Da qui potete scaricare la richiesta di autorizzazione a procedere inviata dalla Procura in Parlamento. Il quel documento, tra l’altro, Piera Aiello è definita “collaboratrice di giustizia”, anche perchè, tecnicamente, la definizine di “testimone di giustizia” era ancora da introdurre nel nostro ordinamento.
L’attuale parlamentare dei Cinque Stelle, insieme ad altri pentiti, accusava addirittura Culicchia di essere l’ombra del mafioso Stefano Accardo e il mandante dell’omicidio di Stefano Nastasi (consigliere comunale della Democrazia Cristiana, ucciso nel 1983) solo perché era un astro nascente della politica locale che avrebbe oscurato la stella di Culicchia.
Nelle motivazioni i giudici smontano le sue accuse nei confronti di Culicchia, e anche il valore delle sue dichiarazioni, utilissime a descrivere un ambiente mafioso (“l’aria che respirava” come dice la stessa Aiello) meno dal punto di vista processuale, dato che erano dei “si dice” senza riscontro. Aiello riportava ad esempio alcune confidenze fatte dal suocero, Vito Atria, alla figlia Rita, e da questa a Piera (cognata di Rita). Quello che è singolare è che però il pastore Vito Atria viene ucciso nel 1985, e in quel tempo sua figlia Rita, depositaria delle sue confidenze sull’assetto mafioso del Belice, aveva solo 11 anni.

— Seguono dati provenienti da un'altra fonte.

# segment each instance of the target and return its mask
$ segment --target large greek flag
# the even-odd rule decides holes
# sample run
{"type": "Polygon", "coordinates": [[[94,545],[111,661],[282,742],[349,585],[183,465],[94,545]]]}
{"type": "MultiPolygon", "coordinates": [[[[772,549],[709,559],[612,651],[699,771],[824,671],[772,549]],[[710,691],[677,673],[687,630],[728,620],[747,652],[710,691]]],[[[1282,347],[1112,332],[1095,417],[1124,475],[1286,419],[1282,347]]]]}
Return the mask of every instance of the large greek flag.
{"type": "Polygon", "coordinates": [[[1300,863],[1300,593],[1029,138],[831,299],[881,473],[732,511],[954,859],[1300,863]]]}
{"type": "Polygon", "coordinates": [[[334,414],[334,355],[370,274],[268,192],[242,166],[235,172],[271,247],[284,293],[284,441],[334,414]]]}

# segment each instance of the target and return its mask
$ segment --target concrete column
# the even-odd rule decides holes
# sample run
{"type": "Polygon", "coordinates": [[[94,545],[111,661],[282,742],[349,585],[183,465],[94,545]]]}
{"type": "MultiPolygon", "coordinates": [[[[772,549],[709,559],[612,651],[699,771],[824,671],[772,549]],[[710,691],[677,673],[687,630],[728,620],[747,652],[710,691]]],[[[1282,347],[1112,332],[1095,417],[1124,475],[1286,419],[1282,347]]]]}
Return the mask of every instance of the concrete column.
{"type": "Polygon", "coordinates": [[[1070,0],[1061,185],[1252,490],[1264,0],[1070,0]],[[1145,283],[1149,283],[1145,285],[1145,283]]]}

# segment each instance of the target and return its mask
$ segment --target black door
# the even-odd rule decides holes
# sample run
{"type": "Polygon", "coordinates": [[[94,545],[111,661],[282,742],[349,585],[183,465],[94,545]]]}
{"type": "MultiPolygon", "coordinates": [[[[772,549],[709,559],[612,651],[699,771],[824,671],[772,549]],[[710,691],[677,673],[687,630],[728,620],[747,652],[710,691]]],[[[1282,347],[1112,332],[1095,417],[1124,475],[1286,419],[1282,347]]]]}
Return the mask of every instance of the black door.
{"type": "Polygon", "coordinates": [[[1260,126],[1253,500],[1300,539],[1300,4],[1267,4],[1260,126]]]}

Piera Aiello aveva raccontato di interventi di Culicchia in favore degli Accardo per gli appalti pubblici, di soldi rubati dai fondi per il terremoto, di posti di lavoro chiesti al Sindaco Culicchia da parte del suocero per suo marito Nicolò. Aveva aggiunto che Culicchia seguiva le processioni del Venerdì Santo in prima fila con gli Accardo. Ma tutti questi episodi, scrivono i giudici, vengono smentiti dal dibattimento e dalle verifiche dei documenti del Comune di Partanna. Ad esempio Nicolò Atria cercava un posto di lavoro al Comune, è vero, anche perché era invalido e poteva accedere ad una corsia preferenziale. Ma Culicchia rifiutò di interessarsi al suo caso. E inoltre la stessa Aiello ha ammesso in udienza che il marito non aveva mai neanche fatto domanda per essere assunto.
Così come non ci sono prove sulla gravissima accusa di Piera Aiello a Culicchia di essere stato il mandante dell’omicidio di Stefanino Nastasi, al solo scopo di frenarne l’ascesa politica e per evitare che rivelasse le magagne che aveva scoperto sulla ricostruzione post terremoto. Il movente “non è confermato in alcun modo” scrivono i giudici, anzi i rapporti fra i due erano “ottimi e di intima amicizia”.